The way of walking on all fours is very useful: it gives the kid four support points and allows you to train the muscles of the thighs and improve the dorsal muscles without the risk that the force of gravity will unduly press on the bones of the skeleton. If the baby does not rise to its full height, it means that its muscles and joints are not strong enough to support the full weight of the body.
And if he is forced to stand up, the cartilaginous tissues of the feet can “sag.” Do not rush things.
Starting from the 9th and approximately the 11th month of life, the baby will mainly try to consolidate its new vertical position. Sit down – stand up, sit down – stand up.
Day after day he, like a real athlete, trains his thigh muscles. Little by little, he begins to get up, not clinging to something with his hands, but simply leaning on the wall. While standing, he can already let go of one pen to try to grab an item that is within reach.
And sometimes he lets go of both hands – just to try how he manages to keep his balance. He stands for a few moments, then lands again on the ass – and again he is ready to repeat the experiment!
At home it is best to give it a walk barefoot or in socks with a special non-slip sole. In the shoe, the foot moves little, and its muscles are not working enough. But the bare foot uses all its muscles and thus strengthens them.
In addition, the sensory points on the arch of the foot will give the baby additional information about the distribution of the load on both legs and how best to maintain balance.
On the street is perfect shoes with embossed insole, repeating the natural curve of the foot. At the same time, it should support the ankle well.
Go somewhere – it also means something to leave. Including from the joys of infancy and even from the reliable support of my mother’s hands. The little traveler sometimes prefers to go down on all fours.
This phenomenon goes beyond just walking. The child is not quite sure that he wants to become completely independent.
Of course, the environment of the baby can have a more or less motivating effect on him. If he goes to the nursery, an example of more active classmates can push him. In a family, looking at older children, he too may want to walk like them, or. stay “the smallest.”

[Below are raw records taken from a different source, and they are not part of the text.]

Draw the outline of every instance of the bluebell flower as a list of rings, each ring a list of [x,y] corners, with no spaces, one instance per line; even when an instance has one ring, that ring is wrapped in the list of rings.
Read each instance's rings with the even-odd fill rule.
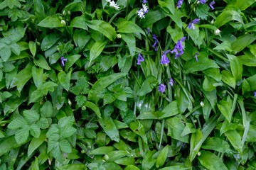
[[[64,57],[60,57],[60,62],[63,67],[65,66],[65,62],[67,62],[68,59],[64,58]]]
[[[200,3],[203,4],[206,3],[206,0],[199,0]]]
[[[171,51],[171,54],[175,53],[175,59],[181,57],[184,53],[184,46],[183,46],[182,42],[184,42],[185,40],[186,37],[183,37],[181,40],[178,40],[174,49]]]
[[[182,5],[182,4],[183,4],[183,0],[178,0],[178,3],[177,3],[177,7],[178,7],[178,8],[179,8],[181,7],[181,5]]]
[[[152,45],[152,47],[154,47],[155,51],[157,51],[157,48],[158,48],[157,45],[158,45],[158,42],[159,42],[157,37],[156,37],[156,35],[155,34],[153,34],[152,38],[155,40],[155,42],[154,42],[154,45]]]
[[[197,52],[195,54],[195,55],[194,55],[194,57],[195,57],[196,62],[198,62],[198,57],[197,57],[198,55],[199,55],[199,52]]]
[[[138,60],[137,60],[137,64],[139,65],[142,62],[144,62],[144,60],[141,54],[139,53],[138,55]]]
[[[159,91],[162,92],[164,94],[166,88],[166,85],[164,85],[164,84],[160,84],[159,87]]]
[[[167,50],[163,52],[162,55],[161,56],[161,61],[160,61],[161,64],[169,64],[170,62],[170,60],[166,57],[166,55],[169,52],[170,52],[170,50]]]
[[[169,84],[171,84],[171,86],[174,86],[174,81],[172,78],[170,79]]]
[[[196,18],[196,19],[194,19],[193,21],[192,21],[191,22],[190,22],[190,23],[188,23],[188,28],[189,29],[191,29],[191,28],[192,28],[193,30],[194,30],[194,29],[195,29],[195,26],[194,26],[194,24],[198,23],[199,22],[199,21],[200,21],[199,18]]]
[[[210,8],[211,8],[212,10],[214,9],[214,7],[213,7],[213,5],[214,5],[214,4],[215,4],[215,1],[213,1],[211,3],[209,4],[209,6],[210,6]]]

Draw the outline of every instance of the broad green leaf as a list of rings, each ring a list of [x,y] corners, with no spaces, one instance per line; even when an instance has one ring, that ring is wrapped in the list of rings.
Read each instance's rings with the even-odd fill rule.
[[[35,42],[30,41],[28,43],[28,47],[33,57],[35,57],[36,52],[36,43]]]
[[[255,40],[256,35],[255,34],[245,34],[238,37],[233,42],[232,42],[231,48],[233,51],[239,52],[249,45],[252,44]]]
[[[235,89],[235,79],[231,73],[227,70],[221,71],[221,80],[227,84],[228,86]]]
[[[95,60],[97,57],[99,57],[99,55],[104,50],[107,42],[108,40],[102,40],[100,41],[96,41],[95,43],[92,45],[92,48],[90,50],[89,66],[90,65],[90,64],[93,60]]]
[[[41,114],[43,117],[50,117],[53,113],[53,105],[50,101],[46,101],[40,109]]]
[[[100,108],[97,105],[95,105],[95,103],[90,102],[90,101],[85,101],[85,103],[84,106],[85,107],[87,107],[87,108],[90,108],[90,109],[92,109],[95,113],[95,114],[97,115],[97,116],[99,118],[102,118]]]
[[[113,147],[101,147],[92,150],[89,154],[106,154],[114,149]]]
[[[42,67],[46,70],[50,70],[50,67],[47,63],[46,58],[41,55],[36,55],[33,60],[33,62],[36,66]]]
[[[24,143],[28,138],[29,128],[28,126],[23,126],[21,129],[18,130],[15,133],[15,140],[18,144]]]
[[[171,117],[179,113],[178,107],[176,101],[174,101],[168,104],[164,109],[161,110],[160,119],[166,118]]]
[[[117,26],[117,32],[122,33],[139,33],[145,35],[144,30],[136,23],[132,21],[122,21]]]
[[[174,7],[174,0],[158,0],[157,1],[159,4],[160,5],[160,6],[161,8],[163,8],[164,9],[164,8],[168,8],[168,10],[169,11],[166,11],[166,10],[164,10],[165,12],[166,13],[171,13],[172,14],[174,13],[174,10],[175,10],[175,7]]]
[[[167,135],[183,142],[188,143],[188,135],[183,137],[181,135],[185,128],[185,125],[181,120],[177,117],[174,117],[166,119],[166,123],[168,127]]]
[[[46,130],[42,130],[40,136],[38,138],[33,137],[29,143],[28,148],[28,157],[30,157],[32,153],[42,144],[46,139]]]
[[[63,27],[65,25],[61,23],[58,15],[53,15],[47,16],[38,24],[38,26],[53,28]]]
[[[139,96],[145,96],[151,92],[157,84],[158,81],[156,77],[153,76],[146,77],[146,80],[143,82],[142,87],[137,92],[137,95]]]
[[[88,30],[88,27],[87,26],[86,21],[87,20],[85,19],[85,16],[77,16],[71,21],[70,26]]]
[[[97,97],[98,93],[114,82],[118,79],[126,76],[127,73],[115,73],[98,79],[92,86],[89,92],[87,99],[97,103],[99,98]]]
[[[102,33],[110,40],[114,40],[116,38],[117,33],[114,28],[109,23],[101,20],[92,20],[86,21],[87,26],[95,30]]]
[[[166,145],[163,149],[161,151],[159,155],[157,157],[156,161],[156,168],[159,168],[164,164],[168,156],[169,152],[169,145]]]
[[[16,119],[14,119],[7,126],[9,129],[18,129],[22,128],[24,125],[27,125],[28,123],[23,117],[19,117]]]
[[[99,123],[103,128],[105,132],[111,138],[111,140],[116,142],[119,141],[119,135],[117,126],[111,118],[99,118]]]
[[[217,17],[214,22],[214,26],[217,28],[220,28],[230,21],[237,21],[243,24],[242,16],[238,12],[234,10],[228,9],[225,10]]]
[[[122,39],[127,44],[129,51],[132,57],[135,55],[136,40],[132,33],[121,33]]]
[[[201,148],[205,149],[215,150],[220,152],[229,153],[231,152],[230,145],[228,142],[216,137],[207,138],[203,143]]]
[[[31,71],[35,86],[37,88],[39,88],[42,86],[43,81],[43,69],[42,67],[33,66]]]
[[[106,154],[103,159],[107,162],[114,162],[117,159],[119,159],[120,158],[124,157],[126,156],[128,156],[129,153],[126,151],[122,150],[116,150],[116,151],[112,151]]]
[[[67,140],[61,140],[59,142],[60,150],[65,153],[71,153],[72,148]]]
[[[208,57],[200,57],[196,62],[195,59],[186,62],[184,65],[184,73],[188,74],[198,71],[203,71],[209,68],[220,68],[214,60],[208,59]]]
[[[209,170],[228,170],[223,162],[217,155],[210,152],[202,150],[198,159],[200,163]]]
[[[233,147],[238,151],[240,154],[242,154],[242,139],[239,133],[235,130],[231,130],[224,132],[224,134],[230,142],[232,146],[233,146]]]
[[[64,71],[61,71],[58,74],[58,79],[60,81],[61,86],[66,90],[69,91],[70,87],[70,77],[71,77],[72,69],[70,69],[68,74]]]
[[[21,91],[26,82],[32,77],[32,67],[33,64],[29,62],[23,69],[19,72],[12,80],[11,87],[17,86],[17,90]]]
[[[25,119],[31,124],[39,120],[39,114],[33,110],[26,110],[23,112]]]
[[[140,121],[136,120],[135,122],[131,123],[129,128],[134,133],[140,136],[144,142],[147,144],[147,137],[145,134],[145,130]]]

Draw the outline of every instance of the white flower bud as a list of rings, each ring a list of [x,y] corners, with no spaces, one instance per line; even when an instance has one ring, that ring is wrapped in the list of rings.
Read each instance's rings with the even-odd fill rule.
[[[215,31],[214,31],[214,34],[216,35],[220,35],[220,30],[219,29],[215,30]]]

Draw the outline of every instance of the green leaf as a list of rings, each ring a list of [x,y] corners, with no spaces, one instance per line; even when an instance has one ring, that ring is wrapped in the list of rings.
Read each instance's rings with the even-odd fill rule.
[[[115,73],[109,76],[104,76],[98,79],[92,86],[89,92],[87,99],[97,103],[99,98],[97,97],[98,93],[114,82],[117,79],[126,76],[127,73]]]
[[[231,130],[224,132],[224,134],[230,142],[232,146],[241,154],[242,153],[242,144],[241,136],[239,133],[235,130]]]
[[[232,42],[231,48],[235,52],[239,52],[249,45],[252,44],[255,40],[255,34],[245,34],[238,37],[233,42]]]
[[[39,120],[39,114],[37,111],[33,110],[26,110],[23,112],[25,119],[32,124]]]
[[[145,35],[144,31],[139,26],[134,22],[127,21],[124,21],[118,24],[117,32],[122,33],[139,33]]]
[[[46,58],[41,55],[36,55],[33,60],[33,62],[36,66],[42,67],[46,70],[50,70],[50,67],[47,63]]]
[[[188,74],[198,71],[203,71],[209,68],[220,68],[214,60],[203,57],[198,58],[198,62],[191,59],[186,62],[184,65],[184,73]]]
[[[46,101],[40,109],[41,114],[43,117],[50,117],[53,113],[53,105],[50,101]]]
[[[227,70],[221,71],[221,80],[232,88],[235,88],[235,80],[231,73]]]
[[[99,123],[103,128],[105,133],[111,138],[111,140],[116,142],[119,141],[119,135],[117,126],[111,118],[99,118]]]
[[[164,164],[168,156],[169,145],[166,145],[161,151],[159,155],[157,157],[156,162],[156,168],[159,168]]]
[[[20,128],[22,128],[24,125],[27,125],[28,123],[26,121],[26,120],[23,117],[19,117],[16,119],[14,119],[9,125],[8,128],[9,129],[18,129]]]
[[[58,15],[53,15],[47,16],[38,24],[38,26],[53,28],[63,27],[65,25],[61,24],[61,21]]]
[[[32,77],[32,67],[33,64],[29,62],[23,69],[19,72],[12,80],[11,87],[17,86],[17,90],[21,91],[26,82]]]
[[[28,43],[29,50],[31,51],[33,57],[35,57],[36,52],[36,43],[33,41],[30,41]]]
[[[135,55],[136,40],[132,33],[121,33],[122,39],[127,44],[132,57]]]
[[[174,7],[174,0],[158,0],[157,1],[159,4],[160,5],[160,6],[161,8],[163,8],[164,9],[164,8],[168,8],[168,10],[169,11],[166,11],[166,10],[164,10],[165,12],[166,12],[167,13],[169,13],[170,12],[174,14],[174,10],[175,10],[175,7]]]
[[[212,152],[206,150],[202,150],[201,153],[201,156],[198,157],[199,162],[203,166],[205,166],[208,169],[228,170],[223,162],[215,154],[213,154]]]
[[[101,20],[92,20],[86,21],[87,26],[95,30],[99,31],[107,37],[110,40],[114,40],[116,38],[117,33],[114,28],[109,23]]]
[[[32,77],[36,86],[38,89],[43,84],[43,69],[33,66],[32,67]]]
[[[95,43],[92,45],[90,51],[90,62],[89,66],[91,62],[95,60],[99,55],[101,54],[102,50],[105,48],[105,46],[107,45],[108,40],[100,40],[96,41]]]
[[[77,16],[71,21],[70,26],[88,30],[86,21],[87,20],[85,19],[85,16]]]
[[[64,71],[61,71],[58,74],[58,79],[60,81],[61,86],[68,91],[70,87],[71,73],[72,69],[70,69],[68,74]]]
[[[41,132],[39,126],[37,124],[33,124],[30,128],[30,133],[31,135],[36,138],[39,137]]]
[[[220,152],[230,153],[231,152],[228,142],[216,137],[208,137],[203,143],[201,148]]]
[[[113,147],[101,147],[92,150],[89,154],[106,154],[114,149]]]
[[[214,26],[217,28],[225,25],[230,21],[237,21],[241,23],[244,23],[241,15],[231,9],[225,10],[216,18],[214,22]]]
[[[33,137],[29,143],[28,148],[28,157],[30,157],[32,153],[42,144],[46,139],[46,130],[42,130],[38,138]]]
[[[72,147],[66,140],[61,140],[59,142],[60,150],[65,153],[71,153]]]
[[[146,94],[151,92],[157,84],[158,81],[156,77],[153,76],[146,77],[146,80],[143,82],[142,87],[138,91],[137,95],[139,96],[145,96]]]
[[[18,144],[24,143],[28,138],[29,128],[23,126],[23,128],[18,130],[15,133],[15,140]]]

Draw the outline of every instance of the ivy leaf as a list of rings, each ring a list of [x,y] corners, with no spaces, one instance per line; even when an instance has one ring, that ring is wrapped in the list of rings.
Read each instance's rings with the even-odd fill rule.
[[[196,16],[203,20],[207,19],[210,8],[207,4],[199,5],[196,9]]]

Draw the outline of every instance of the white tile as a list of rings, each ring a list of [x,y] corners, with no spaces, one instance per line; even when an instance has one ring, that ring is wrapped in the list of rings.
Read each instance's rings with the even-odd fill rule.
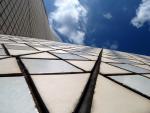
[[[116,60],[112,60],[112,59],[109,59],[109,58],[104,58],[104,57],[102,57],[102,60],[101,61],[103,61],[103,62],[118,62],[118,61],[116,61]]]
[[[82,57],[84,57],[84,58],[88,58],[89,60],[97,60],[97,56],[92,56],[92,55],[80,55],[80,56],[82,56]]]
[[[37,113],[24,77],[0,78],[1,113]]]
[[[74,61],[74,60],[68,60],[71,64],[85,70],[85,71],[91,71],[94,67],[95,61]]]
[[[12,50],[12,49],[8,49],[8,51],[11,55],[23,55],[23,54],[30,54],[30,53],[38,52],[38,51],[32,51],[32,50]]]
[[[32,75],[32,79],[51,113],[72,113],[89,74]]]
[[[21,73],[15,58],[0,60],[0,74]]]
[[[113,63],[112,63],[113,64]],[[150,73],[149,70],[146,70],[144,68],[136,67],[134,65],[129,64],[113,64],[114,66],[118,66],[120,68],[135,72],[135,73]]]
[[[76,59],[76,60],[87,60],[86,58],[80,57],[78,55],[74,55],[74,54],[59,54],[59,53],[54,53],[56,56],[62,58],[62,59]]]
[[[110,76],[110,78],[150,97],[150,79],[148,78],[140,75]]]
[[[23,57],[23,58],[50,58],[50,59],[58,59],[54,55],[51,55],[51,54],[49,54],[47,52],[36,53],[36,54],[31,54],[31,55],[24,55],[24,56],[21,56],[21,57]]]
[[[91,113],[149,113],[150,100],[98,76]]]
[[[31,74],[82,72],[63,60],[22,59]]]
[[[138,67],[141,67],[141,68],[150,70],[150,66],[148,66],[148,65],[140,65],[140,64],[137,64],[137,65],[135,65],[135,66],[138,66]]]
[[[126,71],[126,70],[123,70],[123,69],[111,66],[111,65],[103,63],[103,62],[101,62],[101,65],[100,65],[100,72],[102,74],[119,74],[119,73],[124,74],[124,73],[130,73],[130,72]]]
[[[144,76],[149,77],[150,78],[150,74],[144,74]]]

Note that with each fall, he will certainly turn around to see the reaction of the parents: if they have a worried look, he will not immediately decide to repeat the risky experiment. If he sees an encouraging smile in their eyes, it will give him confidence for the next “shot.”
Some children continue to hold their parental hands for several weeks, while in fact they already know how to walk perfectly. The advice remains the same: trust the baby, he knows better. Even if it hurts you that he continues to sit in the sandbox, while his peers are already chasing “ghouls” along the paths of the public garden, you shouldn’t put pressure on him.
The main thing is to pay full attention to the rhythm of his individual development.
So, he made a few small steps, rewarded by a happy parental “cheers”. But do not rush to celebrate the final victory, do not rush to the phone to announce the sensational news to the whole family.
Because it is quite possible that after such a feat your little hero decides to take a short pause, and he will take the next independent steps only in a few days, or even in a couple of weeks.